Salt is one of the most common and yet most controversial substances on Earth – you can’t really live without it, but too much of it might kill you. It used to be very expensive, now it’s really cheap, and most of it is used for industrial purposes. It’s in the foods we eat, in the planetary oceans, and in us… but where does it come from?

Ponds near Maras, Peru, fed from a mineral spring and used for salt production since the time of the Incas. Image via Wiki Commons.

Ponds near Maras, Peru, fed from a mineral spring and used for salt production since the time of the Incas. Image via Wiki Commons.

Salt is actually a mineral composed of sodium chloride (NaCl). In its natural form, it’s called rock salt or halite. Salt is extremely important for the alimentation of all mammals, including humans. Iodine (a secondary element commonly found in dietary salt) is an important micronutrient for humans, and a deficiency of the element can cause a myriad of hormonal problems.

For this purpose, it was sought after since before the Antiquity – the first evidence of extracting salt (by boiling spring water) comes from Romania, and there is evidence of a saltworks in China in about the same period. It was highly valued by the Chinese and Arabs, as well as the Romans and Greeks. Roman soldiers were actually sometimes paid in salt – this is where the word ‘salary’ comes from.
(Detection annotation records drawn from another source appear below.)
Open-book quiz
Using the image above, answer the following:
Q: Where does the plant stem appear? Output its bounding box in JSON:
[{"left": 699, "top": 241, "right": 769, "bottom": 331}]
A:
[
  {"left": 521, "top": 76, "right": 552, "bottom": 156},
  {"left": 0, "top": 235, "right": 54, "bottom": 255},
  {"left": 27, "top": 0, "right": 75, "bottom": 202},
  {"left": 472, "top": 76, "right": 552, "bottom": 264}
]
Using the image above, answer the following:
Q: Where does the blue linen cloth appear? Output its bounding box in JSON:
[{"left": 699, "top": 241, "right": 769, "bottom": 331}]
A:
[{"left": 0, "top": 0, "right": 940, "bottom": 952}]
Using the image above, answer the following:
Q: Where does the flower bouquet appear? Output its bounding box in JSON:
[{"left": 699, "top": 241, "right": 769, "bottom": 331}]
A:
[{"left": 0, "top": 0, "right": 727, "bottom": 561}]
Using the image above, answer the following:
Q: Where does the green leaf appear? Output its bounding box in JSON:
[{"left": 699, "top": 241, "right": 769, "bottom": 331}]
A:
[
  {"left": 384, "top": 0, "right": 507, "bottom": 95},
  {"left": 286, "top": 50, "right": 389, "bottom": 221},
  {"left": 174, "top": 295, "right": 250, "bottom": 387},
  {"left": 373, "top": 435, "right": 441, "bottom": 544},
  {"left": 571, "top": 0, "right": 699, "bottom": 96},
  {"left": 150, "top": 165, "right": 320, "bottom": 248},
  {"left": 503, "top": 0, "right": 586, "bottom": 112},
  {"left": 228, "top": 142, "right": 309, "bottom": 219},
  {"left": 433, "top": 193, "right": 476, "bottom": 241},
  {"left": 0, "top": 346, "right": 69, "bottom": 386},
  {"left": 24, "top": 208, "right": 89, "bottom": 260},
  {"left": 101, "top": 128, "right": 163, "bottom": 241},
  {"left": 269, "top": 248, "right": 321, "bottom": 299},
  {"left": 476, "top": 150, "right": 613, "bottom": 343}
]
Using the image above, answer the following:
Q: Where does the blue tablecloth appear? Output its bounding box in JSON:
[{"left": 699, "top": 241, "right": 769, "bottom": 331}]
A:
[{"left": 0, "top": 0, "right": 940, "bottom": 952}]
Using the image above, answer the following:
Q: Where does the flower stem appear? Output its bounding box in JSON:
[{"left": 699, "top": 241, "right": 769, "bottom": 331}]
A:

For the coastal countries, the resource was accessible by boiling the oceanic water – open ocean has about 35 grams (1.2 oz) of solids per litre, a salinity of 3.5%. But for continental countries, it was a highly disputed resource; wars were fought over salt, as strange as that may sound now; it was a rare and highly valued resource.

The Turda salt mine in Romania.

But today, we don’t value salt almost at all! We just eat it, without giving it much thought… but where does out salt come from?

The major source of salt today is seawater – seawater is basically an inexhaustible sourface of salt. There are two main techniques to extracting salt from seawater, and you can also mine salt from the depths of the Earth. The main ways of obtaining salt are:

Salt mounds in Salar de Uyuni, Bolivia

 

  • solution mining; in solution mining, wells are erected over salt beds and fresh water is injected to dissolve the salt. The salt solution is then pumped out and taken to a special plant for evaporation – most of the salt we eat is actually produced this say.
  • solar evaporation; this is the simpler, more old-school way of obtaining salt. You just leave the evaporation part to wind and the Sun, leaving the salt behind. Salt evaporation ponds are filled from the ocean and salt crystals can be harvested as the water dries up. It is usually harvested once a year when the salt reaches a specific thickness. This only works in areas with a specific climate (high temperatures and low precipitations), like in the Mediterranean area.
  • deep shaft mining; you basically mine salt just like any other mineral. Salt exists as deposits in ancient underground sea beds, and you can mine and then process the rock salt.
  • manual collection; in some areas, there is so much salt at the bottom of a lake or sea, that you can collect it manually.

In terms of which countries produce the most salt, China once again takes the crown, followed by India, Canada and Germany.

Manual salt collection in Lake Retba, Senegal.

Salt mining in Africa. Image via National Geographic.

Interestingly enough though, we eat only 6% of the salt we produce, globally. Out of the rest, 12% is used in water conditioning processes, 8% goes for de-icing highways and 6% is used in agriculture. The rest (68%) is used for manufacturing and other industrial processes. PVC, plastics and paper pulp are all obtained with the use of salt.